2. Does adding/removing terms improve quantitative values (adj. R^2, p-value of the whole model)?

3. Does it change the qualitative aspects of the data (do the residuals still stay normally distributed after these changes, and does the data itself make sense realistically)?

 

In that case, the best model would be first guided by looking at Normal/Pareto plots, fine-tuned by stepwise/model selection, and verified by visual inspection of residuals and real data.

 

Thank you!

statman
Super User

Re: Is having 6 terms in a linear regression with n = 8 acceptable?

QW, here are my thoughts:

1. The reason why you find significant factors after removing the insignificant terms is because you have biased the MSE.  When you remove the insignificant term (which likely has smaller SS) you also take the DF's with each term.  Since the MSE is the SS/DF, you reduce the MSE (perhaps unrealistically).  The F-value is the MSfactor/MSerror.  So if you unrealistically reduce the MSE, you inflate the F-value and subsequently lower the p-value.  My word of advise is to ALWAYS consider what sources of variation are you comparing.

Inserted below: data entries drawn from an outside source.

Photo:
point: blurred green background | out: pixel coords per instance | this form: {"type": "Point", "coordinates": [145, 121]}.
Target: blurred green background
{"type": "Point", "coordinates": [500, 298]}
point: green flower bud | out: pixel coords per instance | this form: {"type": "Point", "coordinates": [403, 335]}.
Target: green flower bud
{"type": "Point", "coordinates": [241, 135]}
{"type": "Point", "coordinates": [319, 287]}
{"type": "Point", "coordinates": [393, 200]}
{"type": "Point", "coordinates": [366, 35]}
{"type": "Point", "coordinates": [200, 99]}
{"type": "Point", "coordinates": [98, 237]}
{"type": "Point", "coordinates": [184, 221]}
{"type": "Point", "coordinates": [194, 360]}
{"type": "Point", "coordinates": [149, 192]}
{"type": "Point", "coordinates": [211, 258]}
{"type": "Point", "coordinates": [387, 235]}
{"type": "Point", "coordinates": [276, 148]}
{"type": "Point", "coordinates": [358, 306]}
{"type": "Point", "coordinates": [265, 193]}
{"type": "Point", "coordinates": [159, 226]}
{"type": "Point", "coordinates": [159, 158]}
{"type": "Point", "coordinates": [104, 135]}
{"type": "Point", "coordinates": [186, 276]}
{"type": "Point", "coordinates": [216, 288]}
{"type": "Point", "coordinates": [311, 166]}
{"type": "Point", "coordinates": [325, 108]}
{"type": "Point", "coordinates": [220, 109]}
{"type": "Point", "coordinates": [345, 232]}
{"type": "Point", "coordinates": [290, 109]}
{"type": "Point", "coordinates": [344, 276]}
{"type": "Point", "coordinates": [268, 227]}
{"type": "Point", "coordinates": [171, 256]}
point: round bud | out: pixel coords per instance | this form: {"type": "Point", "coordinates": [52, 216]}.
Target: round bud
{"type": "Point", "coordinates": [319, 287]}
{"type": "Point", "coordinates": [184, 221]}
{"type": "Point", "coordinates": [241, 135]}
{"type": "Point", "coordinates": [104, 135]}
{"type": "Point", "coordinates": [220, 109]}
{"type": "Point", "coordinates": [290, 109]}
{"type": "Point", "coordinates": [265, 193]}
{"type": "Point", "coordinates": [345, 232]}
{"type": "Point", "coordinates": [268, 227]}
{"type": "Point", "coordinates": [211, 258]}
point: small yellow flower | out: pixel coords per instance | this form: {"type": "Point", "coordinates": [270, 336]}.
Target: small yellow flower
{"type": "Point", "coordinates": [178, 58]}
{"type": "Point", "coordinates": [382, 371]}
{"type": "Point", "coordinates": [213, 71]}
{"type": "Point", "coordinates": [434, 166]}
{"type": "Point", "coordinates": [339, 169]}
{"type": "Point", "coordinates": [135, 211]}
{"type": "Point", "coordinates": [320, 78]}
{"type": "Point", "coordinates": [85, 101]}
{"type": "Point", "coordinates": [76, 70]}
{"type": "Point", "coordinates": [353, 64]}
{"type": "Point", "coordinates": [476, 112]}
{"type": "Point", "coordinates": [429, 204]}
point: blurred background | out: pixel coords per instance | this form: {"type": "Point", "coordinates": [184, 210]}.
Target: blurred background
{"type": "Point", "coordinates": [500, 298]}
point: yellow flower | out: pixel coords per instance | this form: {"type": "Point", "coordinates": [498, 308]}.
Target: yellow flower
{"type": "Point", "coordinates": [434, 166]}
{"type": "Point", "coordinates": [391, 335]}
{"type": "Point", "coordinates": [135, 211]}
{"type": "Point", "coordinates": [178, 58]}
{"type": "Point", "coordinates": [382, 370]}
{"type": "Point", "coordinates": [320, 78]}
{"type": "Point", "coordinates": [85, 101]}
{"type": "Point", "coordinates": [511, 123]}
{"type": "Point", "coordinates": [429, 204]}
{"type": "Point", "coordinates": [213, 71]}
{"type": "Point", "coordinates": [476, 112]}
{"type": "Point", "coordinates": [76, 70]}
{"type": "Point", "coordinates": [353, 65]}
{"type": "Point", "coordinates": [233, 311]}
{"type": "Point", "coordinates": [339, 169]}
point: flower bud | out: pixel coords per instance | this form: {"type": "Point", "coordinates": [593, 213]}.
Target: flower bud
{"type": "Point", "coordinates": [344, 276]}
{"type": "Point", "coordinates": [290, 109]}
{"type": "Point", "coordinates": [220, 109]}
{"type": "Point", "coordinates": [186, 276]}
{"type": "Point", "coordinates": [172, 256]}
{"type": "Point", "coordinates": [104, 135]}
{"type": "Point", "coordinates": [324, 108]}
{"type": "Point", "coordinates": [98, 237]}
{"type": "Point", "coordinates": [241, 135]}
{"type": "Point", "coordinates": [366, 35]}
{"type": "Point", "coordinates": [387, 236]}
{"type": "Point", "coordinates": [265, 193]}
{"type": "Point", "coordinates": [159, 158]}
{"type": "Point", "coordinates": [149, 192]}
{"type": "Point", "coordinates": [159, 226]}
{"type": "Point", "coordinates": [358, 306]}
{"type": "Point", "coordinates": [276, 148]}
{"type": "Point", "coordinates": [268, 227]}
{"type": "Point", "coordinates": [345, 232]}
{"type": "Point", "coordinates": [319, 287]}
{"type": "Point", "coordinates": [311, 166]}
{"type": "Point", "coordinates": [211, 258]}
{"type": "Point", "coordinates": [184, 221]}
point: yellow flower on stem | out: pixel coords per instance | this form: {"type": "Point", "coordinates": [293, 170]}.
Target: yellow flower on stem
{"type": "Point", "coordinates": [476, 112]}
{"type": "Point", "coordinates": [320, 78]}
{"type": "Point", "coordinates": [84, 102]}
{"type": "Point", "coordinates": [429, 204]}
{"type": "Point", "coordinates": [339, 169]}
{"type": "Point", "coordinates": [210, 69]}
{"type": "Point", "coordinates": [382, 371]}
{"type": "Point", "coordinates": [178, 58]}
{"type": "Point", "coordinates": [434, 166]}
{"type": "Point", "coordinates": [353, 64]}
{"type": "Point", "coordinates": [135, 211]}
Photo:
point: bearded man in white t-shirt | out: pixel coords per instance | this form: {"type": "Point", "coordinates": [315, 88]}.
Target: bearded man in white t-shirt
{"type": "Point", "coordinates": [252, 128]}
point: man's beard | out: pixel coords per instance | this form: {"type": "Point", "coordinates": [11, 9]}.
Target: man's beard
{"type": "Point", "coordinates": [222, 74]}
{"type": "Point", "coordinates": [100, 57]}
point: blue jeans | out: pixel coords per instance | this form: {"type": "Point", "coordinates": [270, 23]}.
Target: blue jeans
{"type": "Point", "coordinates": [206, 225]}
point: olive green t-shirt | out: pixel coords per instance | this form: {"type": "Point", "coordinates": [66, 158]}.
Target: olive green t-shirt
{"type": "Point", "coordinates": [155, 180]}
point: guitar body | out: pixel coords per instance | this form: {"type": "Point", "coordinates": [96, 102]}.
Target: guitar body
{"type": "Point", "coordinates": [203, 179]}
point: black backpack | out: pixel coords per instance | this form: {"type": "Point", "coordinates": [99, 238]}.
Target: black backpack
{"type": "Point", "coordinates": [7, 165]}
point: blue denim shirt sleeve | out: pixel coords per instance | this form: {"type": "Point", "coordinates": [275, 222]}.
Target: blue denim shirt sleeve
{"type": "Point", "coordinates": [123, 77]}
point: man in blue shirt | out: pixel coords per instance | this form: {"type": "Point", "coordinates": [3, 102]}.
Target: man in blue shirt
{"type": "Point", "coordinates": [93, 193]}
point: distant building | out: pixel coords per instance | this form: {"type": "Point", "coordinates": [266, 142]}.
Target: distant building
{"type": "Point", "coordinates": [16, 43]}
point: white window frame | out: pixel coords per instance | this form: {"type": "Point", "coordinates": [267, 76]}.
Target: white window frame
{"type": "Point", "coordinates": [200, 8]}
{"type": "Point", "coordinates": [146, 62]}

2. Normal/ Half Normal plots (Daniel Plots) are not necessarily straight forward on how to interpret.  Russel's PSE is an attempt to help interpret the charts, but the PSE is not always useful.  You have to consider which effects are a function of the random errors (should be a relatively straight line) and which effects are assignable.  Fall outside the random distribution of errors.  If your Normal plot has an S-curve shape or is broken, this is an indication of a significant noise effect (there may be more than one distribution of random errors).  From your picture, it looks like the greyed out + at the top of the normal plot is significant (my guess is this is Column2(x)).  It really helps to have the Pareto Plot with the normal plot.  Assess both statistical signals and practical significance.

3. I think you have a good start to how to build your knowledge (and perhaps a mathematical model).  I use the Practical>Graphical>Quantitative method:

First, how much variation in the data did you create in the experiment?  Is the data of any practical value (from the SME perspective)?  How does the data compared with what you predicted?  How would it compare to your hypotheses used to determine which factors to include in the study?  ANOG and MR charts are excellent for recognizing patterns correlating factor effects with the response variables. Never turn off engineering.

Second, graph/plot the data.  JMP's graph builder can be very useful.  Are there any unusual data points (treatments)?  This is also where Normal Plots and Pareto plots are useful (though their usefulness is best with saturated models).

Lastly quantitative (effects, ANOVA, regression, et. al.).

4. Regarding model refinement with quantitative methods for DOE data:  There are a number of statistics/plots we use to do this:

  • R-square-R-square Adjusted delta (This is more important than either statistic on its own)
  • RMSE (smaller is better)
  • p-values (be careful of biased values, consider what is being compared)
  • Residuals (to test NID(mean, variance) assumptions

In DOE, I don't recommend step-wise regression (this is an additive model building approach most useful for data mining or regressing on observational/historical data and of course you have an additional concern of collinearity).  I recommend a subtractive approach (start saturated and remove terms).  And your step 3 sounds great!

"All models are wrong, some are useful" G.E.P. Box
QW
QW
Level III

Re: Is having 6 terms in a linear regression with n = 8 acceptable?

Thanks, @statman. This is all very  helpful. I ultimately looked at the data and realized that in a designed experiment, if I were to graphically look at the data, I would have come to the same conclusions that the model is telling me re. the interactions and what factors are significant. As such, I call it good.